At last, there he was. He was black and naked, and smoke was drifting from his head. And he was still some distance away, apart, elevated, and awful in the serene blue. It was clear that Milton had wrongly reported his expulsion from heaven. He still dwelt there. In fact, he had it to himself. He was solitary in the sky, monstrous and fuliginous under his lovely canopy, with a desolate court about him, and a footstool of blackened ruin from which the angels had fled.
Before we could mount to his throne we had to make another long descent, as it were an act of obeisance; and as the Dutchman, who had become very humble, advanced deferentially over the cinders and clinker, I could see plainly that, though we might hope to be ignored, divine compassion in this spot was as absent as the supernal choir. Our only luck would be to find the god asleep.
This, too, was the worst stage of the journey. We were compelled to forget our outward prospects. We had to keep our eyes searching for likely foothold in the tumult of the knives and ax-blades of the slag. A slip in that chaos of spiked and edged metal would have been ugly. A few minutes of the exercise made us pause. There was not a sound. The buzzing of an invisible fly was remarkable. During the pause I noticed in surprise that our exertions had taken us but a little distance; the journey to the bottom of the descent and up the final slope had been prodigiously lengthened since we had discovered what a walk there was like.
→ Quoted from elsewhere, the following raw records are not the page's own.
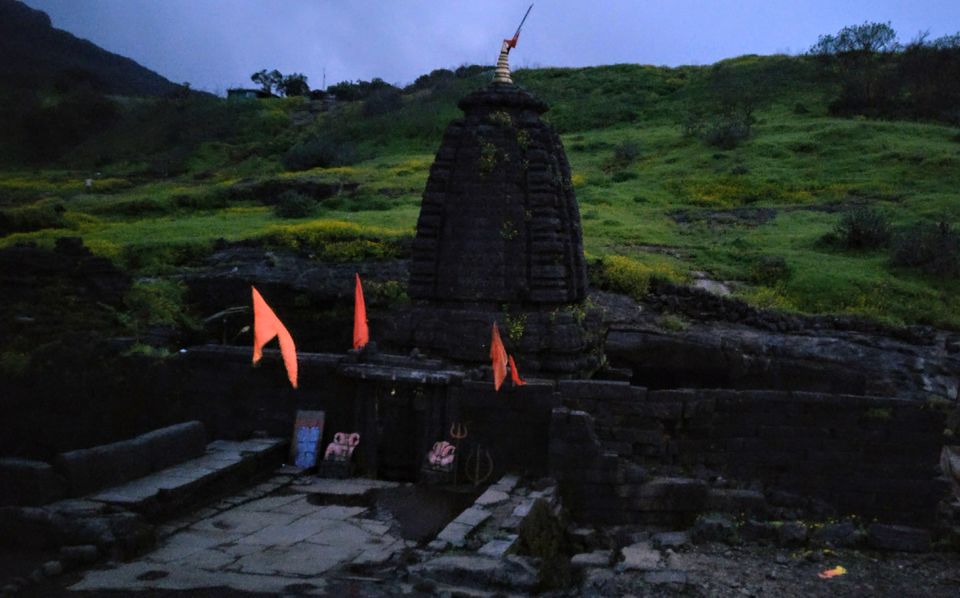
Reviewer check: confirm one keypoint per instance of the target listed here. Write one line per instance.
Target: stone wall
(875, 457)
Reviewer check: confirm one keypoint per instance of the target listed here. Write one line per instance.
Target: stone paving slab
(342, 487)
(256, 546)
(186, 478)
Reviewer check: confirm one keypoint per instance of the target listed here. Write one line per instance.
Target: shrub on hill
(292, 204)
(863, 228)
(931, 248)
(320, 152)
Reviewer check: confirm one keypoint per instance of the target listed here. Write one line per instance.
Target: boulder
(29, 483)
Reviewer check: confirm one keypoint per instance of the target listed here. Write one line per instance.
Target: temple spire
(502, 72)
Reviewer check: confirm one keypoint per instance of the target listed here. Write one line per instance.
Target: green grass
(797, 164)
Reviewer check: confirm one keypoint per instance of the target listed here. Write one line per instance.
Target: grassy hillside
(34, 55)
(663, 168)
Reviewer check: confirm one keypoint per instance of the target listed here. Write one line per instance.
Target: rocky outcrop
(728, 344)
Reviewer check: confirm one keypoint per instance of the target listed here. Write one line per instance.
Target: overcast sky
(217, 44)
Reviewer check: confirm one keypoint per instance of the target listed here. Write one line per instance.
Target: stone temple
(499, 239)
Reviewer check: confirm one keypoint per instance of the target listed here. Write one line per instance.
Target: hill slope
(33, 54)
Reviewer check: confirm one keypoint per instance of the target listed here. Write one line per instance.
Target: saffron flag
(267, 325)
(498, 355)
(361, 335)
(835, 572)
(514, 374)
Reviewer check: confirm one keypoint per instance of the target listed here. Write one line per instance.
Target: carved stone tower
(499, 238)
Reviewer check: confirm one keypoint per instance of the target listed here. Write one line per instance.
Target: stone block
(837, 535)
(731, 500)
(29, 483)
(713, 527)
(640, 557)
(597, 558)
(671, 539)
(792, 534)
(898, 538)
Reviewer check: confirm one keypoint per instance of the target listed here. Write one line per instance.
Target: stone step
(225, 465)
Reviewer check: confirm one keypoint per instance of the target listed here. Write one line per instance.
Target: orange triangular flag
(498, 355)
(267, 325)
(514, 374)
(361, 335)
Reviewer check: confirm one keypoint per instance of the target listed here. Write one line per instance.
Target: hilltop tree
(867, 38)
(863, 56)
(268, 81)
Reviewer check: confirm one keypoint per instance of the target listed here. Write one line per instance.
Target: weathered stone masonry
(613, 446)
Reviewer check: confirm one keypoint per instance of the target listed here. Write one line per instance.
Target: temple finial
(502, 73)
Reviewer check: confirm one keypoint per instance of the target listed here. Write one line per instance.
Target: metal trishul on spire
(502, 72)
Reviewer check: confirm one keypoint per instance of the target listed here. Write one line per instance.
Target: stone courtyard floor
(304, 536)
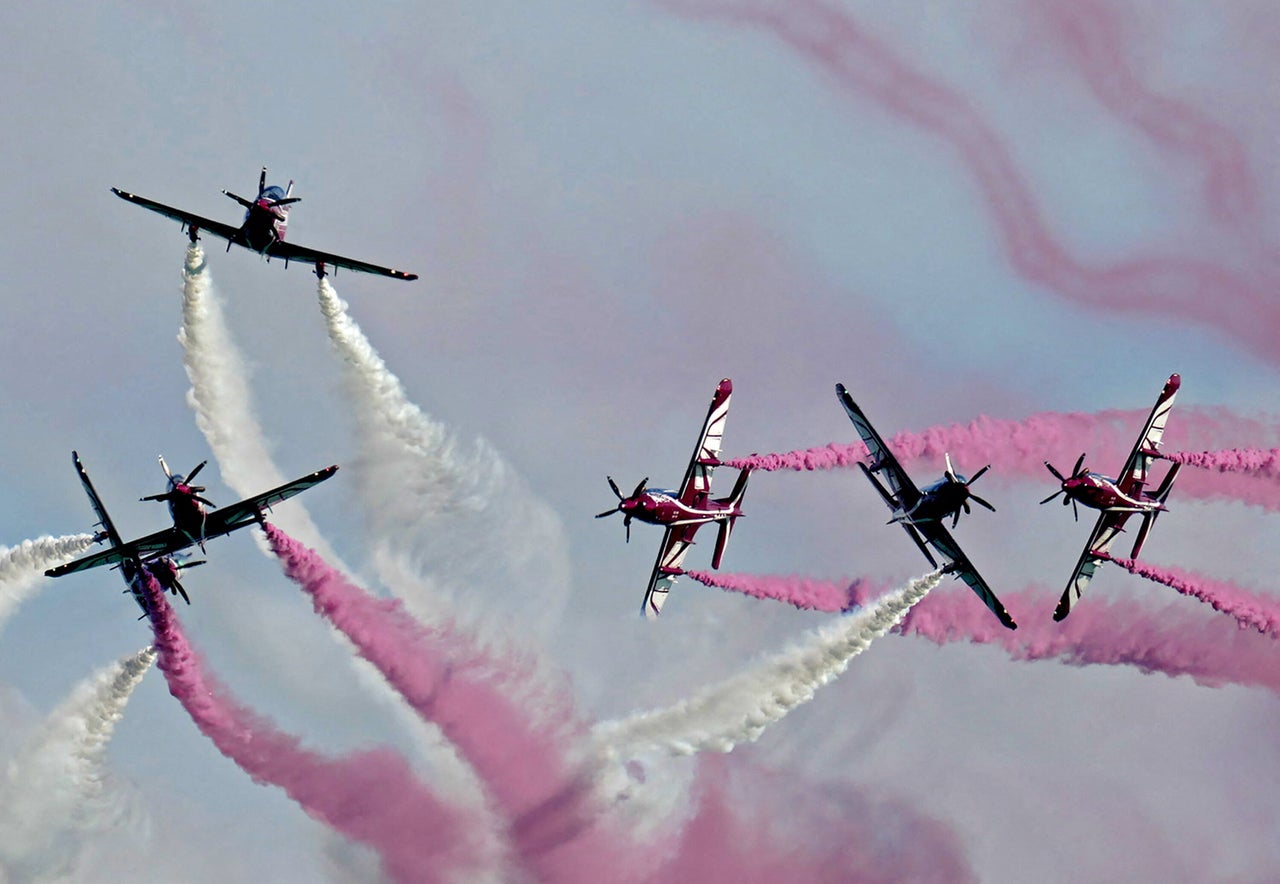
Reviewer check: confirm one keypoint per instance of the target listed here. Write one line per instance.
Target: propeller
(626, 517)
(240, 198)
(969, 495)
(1077, 472)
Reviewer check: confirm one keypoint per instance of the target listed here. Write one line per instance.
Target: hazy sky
(1023, 206)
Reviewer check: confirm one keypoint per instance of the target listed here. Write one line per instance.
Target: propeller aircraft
(192, 525)
(1118, 498)
(263, 229)
(684, 511)
(922, 512)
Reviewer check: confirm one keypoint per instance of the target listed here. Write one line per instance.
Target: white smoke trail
(22, 567)
(458, 509)
(740, 708)
(54, 793)
(220, 398)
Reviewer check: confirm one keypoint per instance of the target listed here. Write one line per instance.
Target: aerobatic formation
(562, 795)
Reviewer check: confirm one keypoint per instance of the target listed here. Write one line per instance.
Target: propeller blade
(981, 502)
(240, 200)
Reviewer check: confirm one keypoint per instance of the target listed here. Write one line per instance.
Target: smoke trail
(1262, 462)
(743, 706)
(529, 764)
(1251, 610)
(1092, 36)
(804, 592)
(222, 401)
(426, 494)
(54, 793)
(370, 796)
(22, 567)
(1192, 288)
(1101, 632)
(1018, 448)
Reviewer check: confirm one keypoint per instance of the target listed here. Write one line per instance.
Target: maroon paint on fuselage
(1098, 491)
(659, 507)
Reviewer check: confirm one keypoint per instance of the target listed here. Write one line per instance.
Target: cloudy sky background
(611, 209)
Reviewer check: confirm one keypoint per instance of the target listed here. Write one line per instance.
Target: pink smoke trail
(1018, 448)
(803, 592)
(525, 760)
(1205, 292)
(371, 797)
(1098, 633)
(1093, 37)
(1247, 608)
(1102, 632)
(1261, 462)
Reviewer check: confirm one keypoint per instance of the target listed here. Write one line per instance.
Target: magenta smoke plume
(1152, 639)
(803, 592)
(1247, 608)
(524, 757)
(371, 797)
(855, 63)
(1018, 448)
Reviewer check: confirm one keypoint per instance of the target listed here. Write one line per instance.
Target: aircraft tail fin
(1148, 518)
(726, 526)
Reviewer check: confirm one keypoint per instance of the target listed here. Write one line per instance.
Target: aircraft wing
(1109, 526)
(1144, 450)
(903, 493)
(246, 512)
(188, 219)
(666, 568)
(944, 544)
(161, 543)
(291, 252)
(698, 479)
(96, 503)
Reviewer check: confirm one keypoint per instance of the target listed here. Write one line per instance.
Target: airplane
(192, 525)
(1116, 498)
(263, 229)
(682, 512)
(922, 512)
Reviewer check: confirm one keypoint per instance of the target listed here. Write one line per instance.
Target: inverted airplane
(263, 230)
(922, 512)
(192, 525)
(682, 512)
(1118, 498)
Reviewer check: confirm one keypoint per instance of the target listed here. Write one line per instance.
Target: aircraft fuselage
(662, 507)
(937, 502)
(187, 512)
(264, 223)
(1098, 491)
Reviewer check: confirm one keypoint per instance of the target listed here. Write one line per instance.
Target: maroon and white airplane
(1118, 498)
(686, 509)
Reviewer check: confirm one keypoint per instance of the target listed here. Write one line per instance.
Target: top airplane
(263, 229)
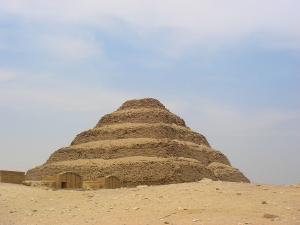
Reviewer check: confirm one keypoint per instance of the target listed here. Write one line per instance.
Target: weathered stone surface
(142, 143)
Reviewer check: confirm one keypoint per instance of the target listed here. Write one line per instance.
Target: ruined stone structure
(14, 177)
(140, 143)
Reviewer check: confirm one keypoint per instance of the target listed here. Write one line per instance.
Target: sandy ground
(205, 202)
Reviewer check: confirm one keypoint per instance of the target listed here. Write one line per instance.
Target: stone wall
(14, 177)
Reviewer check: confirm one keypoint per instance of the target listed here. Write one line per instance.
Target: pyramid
(141, 143)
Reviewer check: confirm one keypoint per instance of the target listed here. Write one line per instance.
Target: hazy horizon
(230, 69)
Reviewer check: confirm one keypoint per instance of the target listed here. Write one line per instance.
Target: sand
(205, 202)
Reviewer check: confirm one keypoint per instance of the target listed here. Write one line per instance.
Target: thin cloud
(191, 21)
(69, 48)
(6, 75)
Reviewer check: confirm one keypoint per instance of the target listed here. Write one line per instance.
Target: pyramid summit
(142, 142)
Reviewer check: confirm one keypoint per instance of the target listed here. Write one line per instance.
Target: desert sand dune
(205, 202)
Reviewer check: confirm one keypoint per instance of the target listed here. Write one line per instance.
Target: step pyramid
(142, 142)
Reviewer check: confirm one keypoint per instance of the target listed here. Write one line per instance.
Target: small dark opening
(63, 184)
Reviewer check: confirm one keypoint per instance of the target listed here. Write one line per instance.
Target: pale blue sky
(231, 69)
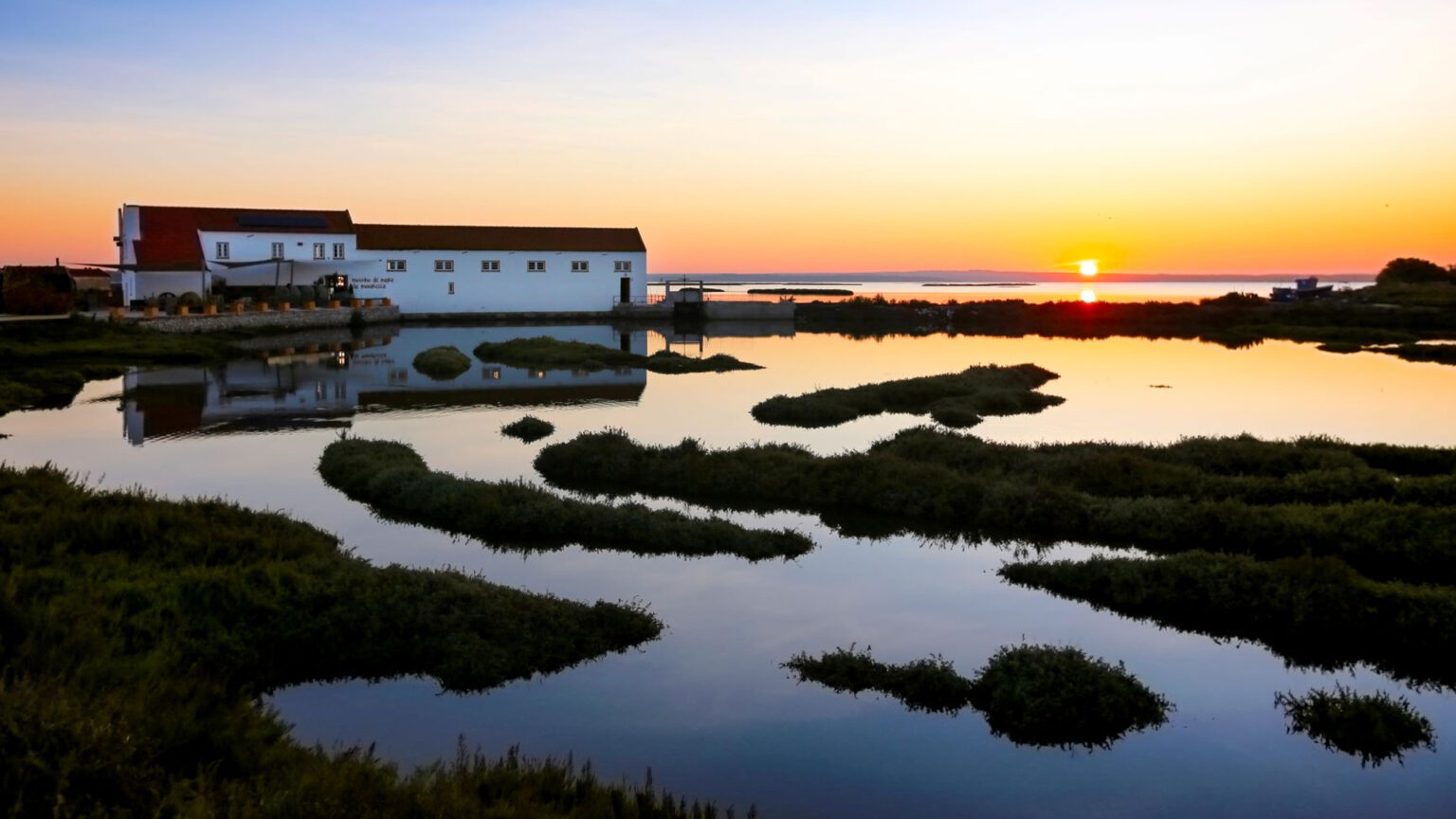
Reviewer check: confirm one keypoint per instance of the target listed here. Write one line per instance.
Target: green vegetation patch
(442, 363)
(138, 636)
(549, 353)
(396, 482)
(1376, 727)
(529, 428)
(1387, 510)
(44, 365)
(922, 685)
(1315, 612)
(1046, 696)
(956, 400)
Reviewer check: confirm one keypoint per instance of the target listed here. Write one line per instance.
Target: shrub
(1060, 697)
(1372, 726)
(529, 428)
(442, 363)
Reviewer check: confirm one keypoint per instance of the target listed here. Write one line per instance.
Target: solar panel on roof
(282, 220)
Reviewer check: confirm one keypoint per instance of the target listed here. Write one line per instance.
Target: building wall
(466, 289)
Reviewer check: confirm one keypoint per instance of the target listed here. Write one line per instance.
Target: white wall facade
(466, 289)
(417, 289)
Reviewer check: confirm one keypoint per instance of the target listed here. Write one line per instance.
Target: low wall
(336, 317)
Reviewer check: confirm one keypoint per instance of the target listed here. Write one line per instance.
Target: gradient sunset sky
(759, 136)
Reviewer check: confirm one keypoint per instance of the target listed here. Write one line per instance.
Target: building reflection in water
(325, 379)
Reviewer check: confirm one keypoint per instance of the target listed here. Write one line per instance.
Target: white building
(424, 268)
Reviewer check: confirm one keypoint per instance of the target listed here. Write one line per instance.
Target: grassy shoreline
(956, 400)
(138, 636)
(1382, 509)
(395, 482)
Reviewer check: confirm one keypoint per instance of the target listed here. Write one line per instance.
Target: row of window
(442, 265)
(225, 251)
(494, 265)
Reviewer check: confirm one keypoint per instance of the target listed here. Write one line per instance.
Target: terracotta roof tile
(464, 238)
(169, 233)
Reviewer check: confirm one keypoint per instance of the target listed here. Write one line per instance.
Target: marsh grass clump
(396, 482)
(956, 400)
(442, 363)
(1315, 612)
(529, 428)
(1056, 697)
(140, 636)
(922, 685)
(1376, 727)
(1387, 510)
(549, 353)
(44, 365)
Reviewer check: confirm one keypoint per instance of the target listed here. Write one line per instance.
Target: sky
(1230, 137)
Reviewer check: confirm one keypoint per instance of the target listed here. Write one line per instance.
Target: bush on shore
(396, 482)
(1376, 727)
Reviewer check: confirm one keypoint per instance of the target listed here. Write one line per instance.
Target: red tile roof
(464, 238)
(169, 233)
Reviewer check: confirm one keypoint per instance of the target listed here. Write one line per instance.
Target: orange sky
(1210, 137)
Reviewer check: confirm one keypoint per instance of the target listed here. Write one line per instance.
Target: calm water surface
(708, 707)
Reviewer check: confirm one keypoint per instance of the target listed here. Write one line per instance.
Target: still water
(708, 707)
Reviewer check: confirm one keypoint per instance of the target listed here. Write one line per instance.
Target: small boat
(1308, 287)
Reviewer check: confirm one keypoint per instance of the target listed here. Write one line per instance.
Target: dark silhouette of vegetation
(922, 685)
(1029, 694)
(442, 363)
(1387, 510)
(1376, 727)
(549, 353)
(44, 365)
(956, 400)
(1412, 271)
(1315, 612)
(529, 428)
(138, 636)
(396, 482)
(1056, 697)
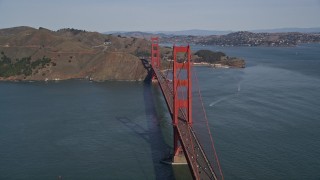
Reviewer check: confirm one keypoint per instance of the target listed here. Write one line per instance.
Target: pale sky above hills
(155, 15)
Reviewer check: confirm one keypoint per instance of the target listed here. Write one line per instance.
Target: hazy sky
(154, 15)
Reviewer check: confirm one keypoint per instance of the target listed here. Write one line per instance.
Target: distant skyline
(164, 15)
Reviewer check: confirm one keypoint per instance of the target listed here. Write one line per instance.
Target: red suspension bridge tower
(188, 147)
(155, 54)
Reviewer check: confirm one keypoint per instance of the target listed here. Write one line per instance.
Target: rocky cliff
(41, 54)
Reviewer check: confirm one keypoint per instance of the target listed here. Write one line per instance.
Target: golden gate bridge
(192, 139)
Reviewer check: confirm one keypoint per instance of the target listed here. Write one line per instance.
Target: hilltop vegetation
(42, 54)
(22, 66)
(219, 58)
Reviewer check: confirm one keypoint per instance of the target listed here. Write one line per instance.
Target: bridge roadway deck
(194, 152)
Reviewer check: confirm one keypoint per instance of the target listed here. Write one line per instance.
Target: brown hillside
(75, 54)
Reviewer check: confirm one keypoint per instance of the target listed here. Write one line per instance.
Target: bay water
(265, 121)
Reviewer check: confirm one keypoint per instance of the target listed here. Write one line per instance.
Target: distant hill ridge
(68, 54)
(199, 32)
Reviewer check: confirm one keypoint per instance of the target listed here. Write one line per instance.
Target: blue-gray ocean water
(265, 120)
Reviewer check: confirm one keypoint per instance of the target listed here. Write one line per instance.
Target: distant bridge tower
(155, 54)
(182, 94)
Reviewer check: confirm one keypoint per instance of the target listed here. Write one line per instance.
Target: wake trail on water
(226, 97)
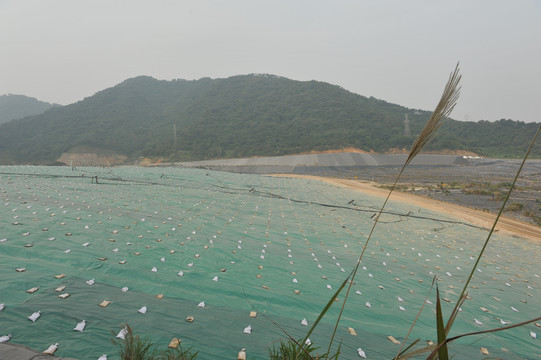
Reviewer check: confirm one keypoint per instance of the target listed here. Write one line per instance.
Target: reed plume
(444, 108)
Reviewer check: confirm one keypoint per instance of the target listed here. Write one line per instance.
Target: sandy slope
(476, 217)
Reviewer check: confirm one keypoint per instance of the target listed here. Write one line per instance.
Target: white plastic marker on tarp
(5, 338)
(51, 349)
(34, 316)
(122, 333)
(80, 326)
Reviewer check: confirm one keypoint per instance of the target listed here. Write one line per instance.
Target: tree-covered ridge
(248, 115)
(19, 106)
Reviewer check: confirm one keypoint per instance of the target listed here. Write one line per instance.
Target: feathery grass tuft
(444, 108)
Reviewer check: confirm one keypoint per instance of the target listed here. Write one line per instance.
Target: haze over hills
(246, 115)
(19, 106)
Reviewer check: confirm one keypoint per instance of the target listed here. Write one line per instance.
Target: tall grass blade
(500, 212)
(442, 348)
(324, 311)
(454, 313)
(443, 109)
(400, 352)
(448, 340)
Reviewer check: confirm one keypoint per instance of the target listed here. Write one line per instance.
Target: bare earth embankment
(476, 217)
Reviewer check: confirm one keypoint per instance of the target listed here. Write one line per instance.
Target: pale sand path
(475, 217)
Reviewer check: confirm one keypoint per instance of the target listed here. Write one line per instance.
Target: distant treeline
(249, 115)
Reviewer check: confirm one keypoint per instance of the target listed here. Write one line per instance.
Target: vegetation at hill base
(240, 116)
(19, 106)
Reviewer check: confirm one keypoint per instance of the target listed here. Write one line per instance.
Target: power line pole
(407, 126)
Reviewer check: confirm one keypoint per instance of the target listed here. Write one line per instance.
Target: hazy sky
(395, 50)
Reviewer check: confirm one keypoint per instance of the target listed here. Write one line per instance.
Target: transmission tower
(407, 126)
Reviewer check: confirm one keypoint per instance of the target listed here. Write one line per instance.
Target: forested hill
(19, 106)
(248, 115)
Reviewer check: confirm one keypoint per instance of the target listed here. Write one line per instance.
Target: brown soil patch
(343, 150)
(475, 217)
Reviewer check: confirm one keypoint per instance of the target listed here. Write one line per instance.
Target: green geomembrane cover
(244, 243)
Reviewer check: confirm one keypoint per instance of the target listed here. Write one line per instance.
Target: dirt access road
(475, 217)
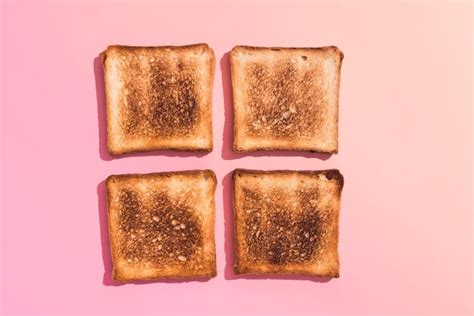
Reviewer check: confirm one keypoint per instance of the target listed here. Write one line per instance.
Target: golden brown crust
(285, 98)
(159, 98)
(161, 225)
(286, 222)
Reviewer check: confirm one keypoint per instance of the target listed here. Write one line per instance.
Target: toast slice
(286, 222)
(161, 225)
(286, 98)
(158, 98)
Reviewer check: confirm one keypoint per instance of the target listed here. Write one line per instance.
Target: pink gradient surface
(405, 152)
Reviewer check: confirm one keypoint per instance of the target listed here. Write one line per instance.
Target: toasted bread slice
(286, 222)
(162, 225)
(286, 98)
(158, 98)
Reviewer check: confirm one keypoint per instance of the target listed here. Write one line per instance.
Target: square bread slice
(286, 222)
(158, 98)
(162, 225)
(286, 98)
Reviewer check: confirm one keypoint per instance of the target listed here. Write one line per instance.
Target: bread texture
(286, 98)
(161, 225)
(286, 222)
(158, 98)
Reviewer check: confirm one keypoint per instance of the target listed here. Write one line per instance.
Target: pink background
(405, 152)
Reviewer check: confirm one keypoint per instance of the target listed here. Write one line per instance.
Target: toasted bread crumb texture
(287, 222)
(161, 225)
(158, 94)
(286, 98)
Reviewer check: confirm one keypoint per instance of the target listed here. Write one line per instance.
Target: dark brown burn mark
(334, 175)
(166, 105)
(281, 235)
(174, 102)
(282, 102)
(158, 232)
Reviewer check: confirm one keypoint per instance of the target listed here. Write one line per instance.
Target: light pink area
(405, 152)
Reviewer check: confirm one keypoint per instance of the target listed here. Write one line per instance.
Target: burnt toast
(158, 98)
(286, 222)
(285, 98)
(161, 225)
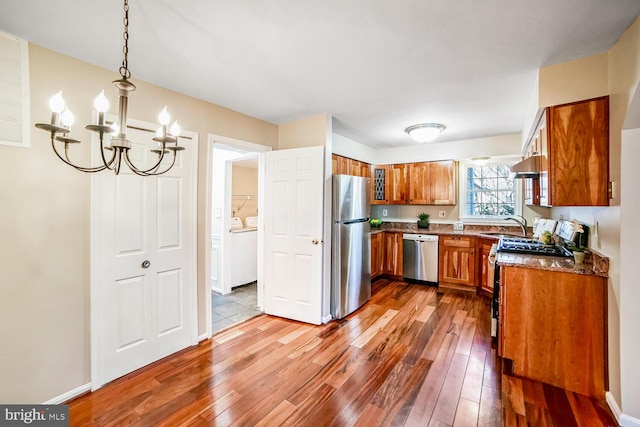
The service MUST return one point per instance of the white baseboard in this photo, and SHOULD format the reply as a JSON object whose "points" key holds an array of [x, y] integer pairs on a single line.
{"points": [[613, 405], [69, 395], [623, 419], [628, 421]]}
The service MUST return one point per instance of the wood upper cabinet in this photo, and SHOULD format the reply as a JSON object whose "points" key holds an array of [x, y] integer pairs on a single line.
{"points": [[398, 184], [574, 144], [457, 261], [377, 254], [379, 184], [346, 166], [419, 181], [432, 183], [552, 326], [443, 183], [484, 269], [392, 254]]}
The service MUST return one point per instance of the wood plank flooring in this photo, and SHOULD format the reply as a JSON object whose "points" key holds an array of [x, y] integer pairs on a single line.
{"points": [[412, 356]]}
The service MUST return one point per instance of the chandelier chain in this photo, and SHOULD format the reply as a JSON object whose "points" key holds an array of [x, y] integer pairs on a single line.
{"points": [[124, 69]]}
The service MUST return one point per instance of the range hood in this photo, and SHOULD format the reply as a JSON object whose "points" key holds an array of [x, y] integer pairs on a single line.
{"points": [[527, 168]]}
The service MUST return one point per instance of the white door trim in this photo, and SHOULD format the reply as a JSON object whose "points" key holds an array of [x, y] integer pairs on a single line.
{"points": [[223, 141], [94, 274]]}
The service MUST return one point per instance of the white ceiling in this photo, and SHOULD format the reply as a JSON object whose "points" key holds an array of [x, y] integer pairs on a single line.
{"points": [[377, 66]]}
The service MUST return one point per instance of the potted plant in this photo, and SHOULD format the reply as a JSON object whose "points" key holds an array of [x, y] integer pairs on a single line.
{"points": [[423, 220], [578, 253]]}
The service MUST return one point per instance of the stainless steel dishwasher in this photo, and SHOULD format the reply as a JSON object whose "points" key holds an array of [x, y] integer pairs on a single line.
{"points": [[420, 258]]}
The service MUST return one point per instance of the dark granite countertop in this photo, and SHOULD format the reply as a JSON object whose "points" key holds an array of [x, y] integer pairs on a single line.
{"points": [[595, 264]]}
The two Malays, I observed, were seated on the top of the ridge we had left, and were again in contemplation. They were not fools. They had no desire to look into the gape of a volcano. Their curiosity was already satisfied. Around us on the litter of broken metal were scattered numberless great bowlders that had acquired a horrid iridescence and some flowers of sulphur on cooling; they were the bombs which the god throws about when he is playful. But at the moment all sound had ceased except the murmur of that unseen fly, who kept with me for company; and the only movement was the quivering of the air over the heated stones, for the sun was magnificent.
By the time we reached the edge of the crater every ten yards had grown to a mile, and we were in the tired mood to be insulting, even if challenged by Cerberus. There was no sign, however, that our approach had been noticed. We were free to gaze into the open mouth of the god. He was fast asleep, and breathing so gently that his gusts of vapor were slight and unalarming. Our own foothold was more disconcerting than the crater. It was not easy to find a standing place that was clear of communication with the nether fires. Vents and fissures everywhere were exhaling hot mephitic gases, and when I thought I had found a corner, by a huge bomb, which gave me a space exempt where I might be at ease, a fumarole presently became active under my feet and sent up strong sulphurous blasts. The rocks about me were bright with the lichens of Avernus, lurid incrustations of chemicals which showed more than anything else the kind of garden we were in.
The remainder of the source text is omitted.